The advantage of this method is the high output (81-98%), as well as the possibility of obtaining almost any homologues of this series, which are also intermediates for the synthesis of biologically active substances.

Found that the yield of the target-diketones and ketoesters affects the structure of the source reagent. So, with the same conditions in the case of the interaction of 1,3-dehydroalanine with acetylacetone yield of the target product was 81%, and in the case of dibenzoylmethane 96%. This can be explained by the high mobility of the protons of the Central methylene group. The mobility of protons depends on the nature of substituents at the carbonyl carbon atoms: CH3groups give the lowest yield of the target compounds is 81%, and a strong acceptor substituents, such as C6H5, CF2N, CF3- 93-98%. Thus it is found that the optimal technological and condition of the reaction accession-diketones and ketoesters to 1,3-dehydroalanine is its implementation in triketones (cetefor) 1: 1,5-2. Further increase in the content-diketones and ketoesters did not affect the yield of target products was inappropriate. The optimal reaction temperature is the boiling point of the inert solvent is diethyl ether. The optimal duration of response 1-2 hours a Further increase in the duration of the reaction is impractical because it does not lead to a significant increase in the yield of the target product. The course of this reaction is extremely sensitive to the polarity of the solvent. Not recommended for use as a solvent compounds such as pentane, hexane and other nonpolar substances. Also prohibited the use of such solvents as alcohols, carboxylic acids, amines containing reactive towards dehydroalanine group.

The method is as follows.

To 1.5-2 fold molar excess-diketone or keeeper dissolved in boiling inert solvent (diethyl ether) is poured a solution of 1,3-dehydroalanine in the same solvent.
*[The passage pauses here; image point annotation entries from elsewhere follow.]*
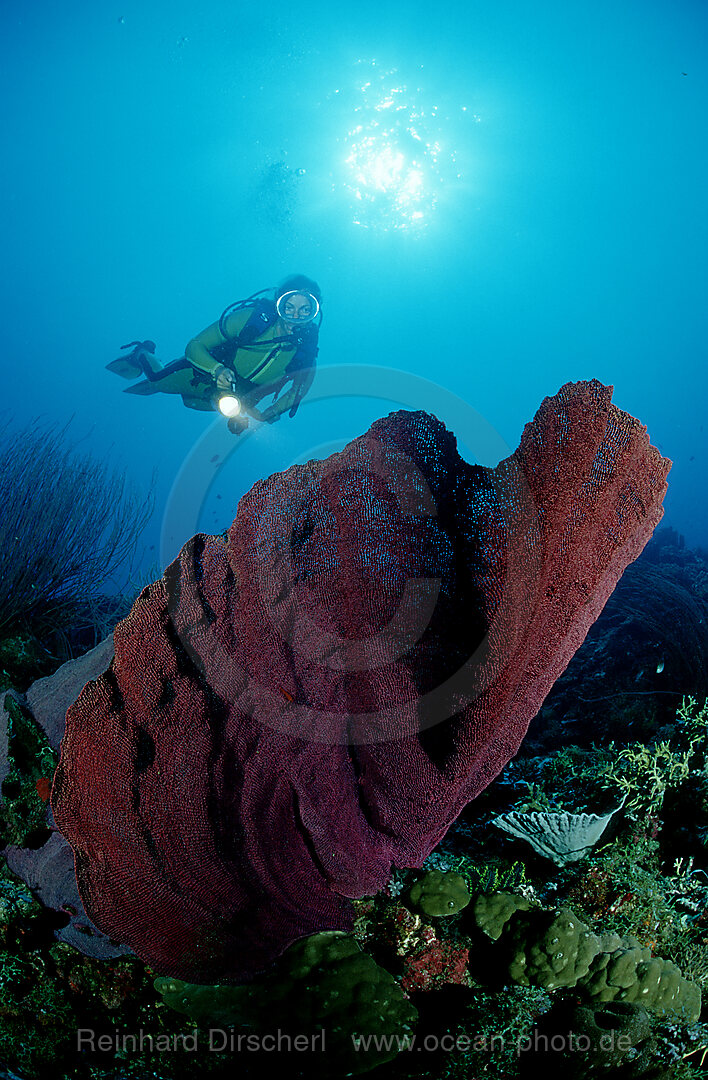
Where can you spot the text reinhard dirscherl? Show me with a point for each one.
(216, 1040)
(220, 1040)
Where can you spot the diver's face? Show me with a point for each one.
(298, 308)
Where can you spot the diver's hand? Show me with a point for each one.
(269, 417)
(225, 380)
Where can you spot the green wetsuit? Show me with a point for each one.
(259, 368)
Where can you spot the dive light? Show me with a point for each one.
(229, 405)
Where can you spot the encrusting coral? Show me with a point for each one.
(555, 948)
(296, 709)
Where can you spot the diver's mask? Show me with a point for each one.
(297, 308)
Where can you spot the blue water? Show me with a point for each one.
(563, 234)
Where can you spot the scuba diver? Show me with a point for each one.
(257, 347)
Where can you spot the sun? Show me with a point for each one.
(393, 164)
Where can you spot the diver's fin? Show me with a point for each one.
(136, 362)
(143, 389)
(127, 367)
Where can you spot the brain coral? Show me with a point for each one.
(296, 707)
A mixture of 1,3-dehydroalanine and-diketone or keeeper heated for 1-2 hours at the boiling temperature of the solvent, after which the solvent and excess-d is EN for reuse in the same synthesis. Thus, in the industry, you can organize a recycling-diketone or keeeper with the addition of the calculated amount of fresh reagent. Synthesized adamantylidene-diketones or ketoesters after the distillation of the raw materials are sent to the stage of cleaning. The output of these products is up to 98%.

The invention is illustrated by the following examples.

Example 1.

Synthesis of 3-(adamant-1-yl)-2,4-pentanedione.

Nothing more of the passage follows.